Gostava de parar aqui para dizer que há, apesar de tudo, uma certa necessidade em falar do uso da sátira da mesma maneira como devemos frequentemente pensar sobre o cinema de guerra, especialmente no que toca à facilidade com que usar a sátira pode correr o risco de fazer resvalar o carro metafórico estrada fora. Até que ponto é eficaz ou até que ponto é que a representação no grande ecrã glamouriza ou romantiza aquilo que é representado, prejudicando a tese que se está a delinear? Truffaut levantou a questão sobre a probabilidade de todos os filmes sobre a guerra acabarem por fazer precisamente isso. Assim, no que toca a The Substance, é justo levantarem-se questões face à exibição grotesca do corpo feminino, especialmente no que toca à forma como a câmara se demora em Sue. Há, de facto, uma objectificação gritante do corpo feita pelo olhar da câmara do filme, das câmaras no filme e pelas próprias personagens do filme, incluindo a possuidora do corpo em questão. Mas aqui, a ironia, a sátria são o ponto fulcral, o objetivo, o alvo. Na verdade, o argumento parco é bastante claro com todas as palavras que são ditas (“pretty girls should always smile!”, “you are the only loveable part about me”) e a sátira nunca se coloca numa posição em que possa ser mal interpretada.

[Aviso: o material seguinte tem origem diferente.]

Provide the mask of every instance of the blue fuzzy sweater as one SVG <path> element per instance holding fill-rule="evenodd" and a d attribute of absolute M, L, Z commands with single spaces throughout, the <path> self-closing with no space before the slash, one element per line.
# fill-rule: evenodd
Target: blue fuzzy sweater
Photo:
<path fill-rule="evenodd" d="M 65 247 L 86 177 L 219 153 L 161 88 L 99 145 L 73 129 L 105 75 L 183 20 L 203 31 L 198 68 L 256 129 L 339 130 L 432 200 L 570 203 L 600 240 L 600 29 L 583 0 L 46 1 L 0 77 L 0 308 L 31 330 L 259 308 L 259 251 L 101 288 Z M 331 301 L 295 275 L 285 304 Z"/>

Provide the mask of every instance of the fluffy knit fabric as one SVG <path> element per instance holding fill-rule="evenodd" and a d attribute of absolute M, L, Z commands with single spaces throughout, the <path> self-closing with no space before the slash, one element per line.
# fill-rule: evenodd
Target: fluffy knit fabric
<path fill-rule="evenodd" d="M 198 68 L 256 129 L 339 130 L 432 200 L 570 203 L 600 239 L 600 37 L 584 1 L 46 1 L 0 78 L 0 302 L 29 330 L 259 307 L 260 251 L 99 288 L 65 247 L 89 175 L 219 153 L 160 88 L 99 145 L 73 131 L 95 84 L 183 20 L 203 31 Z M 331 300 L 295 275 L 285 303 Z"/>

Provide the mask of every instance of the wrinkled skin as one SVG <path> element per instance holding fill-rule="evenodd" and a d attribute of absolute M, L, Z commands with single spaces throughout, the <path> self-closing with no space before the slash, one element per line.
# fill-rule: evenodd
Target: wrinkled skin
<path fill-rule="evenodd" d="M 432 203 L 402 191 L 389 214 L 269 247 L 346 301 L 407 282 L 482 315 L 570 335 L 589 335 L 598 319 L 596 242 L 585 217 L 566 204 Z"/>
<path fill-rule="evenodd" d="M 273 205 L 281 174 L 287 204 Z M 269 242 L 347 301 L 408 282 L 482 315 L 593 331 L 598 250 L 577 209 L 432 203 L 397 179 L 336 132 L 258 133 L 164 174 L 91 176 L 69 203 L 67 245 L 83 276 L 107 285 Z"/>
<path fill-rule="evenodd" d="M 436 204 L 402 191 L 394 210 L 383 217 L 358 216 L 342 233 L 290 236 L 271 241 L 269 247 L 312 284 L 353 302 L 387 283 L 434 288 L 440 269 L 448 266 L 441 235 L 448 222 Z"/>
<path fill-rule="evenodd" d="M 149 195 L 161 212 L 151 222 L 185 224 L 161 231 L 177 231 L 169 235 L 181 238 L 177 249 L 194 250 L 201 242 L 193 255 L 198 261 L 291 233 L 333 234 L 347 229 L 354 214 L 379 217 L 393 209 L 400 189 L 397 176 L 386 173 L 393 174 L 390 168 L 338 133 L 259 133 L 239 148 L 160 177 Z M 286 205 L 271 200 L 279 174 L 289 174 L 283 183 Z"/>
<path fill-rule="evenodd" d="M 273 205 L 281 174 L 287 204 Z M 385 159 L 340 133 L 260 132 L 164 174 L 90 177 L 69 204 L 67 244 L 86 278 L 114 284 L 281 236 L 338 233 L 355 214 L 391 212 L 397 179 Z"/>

Neste filme, ser mulher é estar de alguma forma aprisionada, havendo sempre essa sombra na condição feminina — simbolicamente representado por Fargeat, num overhead shot de Moore, estando ela num chuveiro que é todo ele cercado por paredes. O filme é brutal na forma como aborda uma visão que é reiterada e espremida até ao tutano nas suas duas horas e dez minutos de duração: a ideia de que a beleza que é glorificada é inseparável do sofrimento para a atingir. Até a experiência de Sue, a personificação da “melhor versão de si própria”, é também ela desumanizante. Nenhuma versão, seja a matriz ou a cópia melhorada, se salva.
Sue é o resultado de um amor próprio em défice que se torna ódio. Esquecendo-se que são uma única entidade e que esse ódio é necessariamente interiorizado, as duas guerreiam e o clímax é uma extravagância delirante que leva, como disse, a sátira até às suas últimas consequências. Demi Moore entrega-se totalmente aos caprichos de Fargeat, despindo-se de qualquer vaidade para se entregar a este filme. No fim, saímos banhados a sangue, submetidos à brutalidade da câmara, da música, da intensidade das cores (rosa-feminino, vermelho-sangue, amarelo-gema) e da mensagem. Não há espaço para subtexto, mas esse nunca foi o objetivo. O cinema de Coralie Fargeat não é bisturi, é martelo de forja.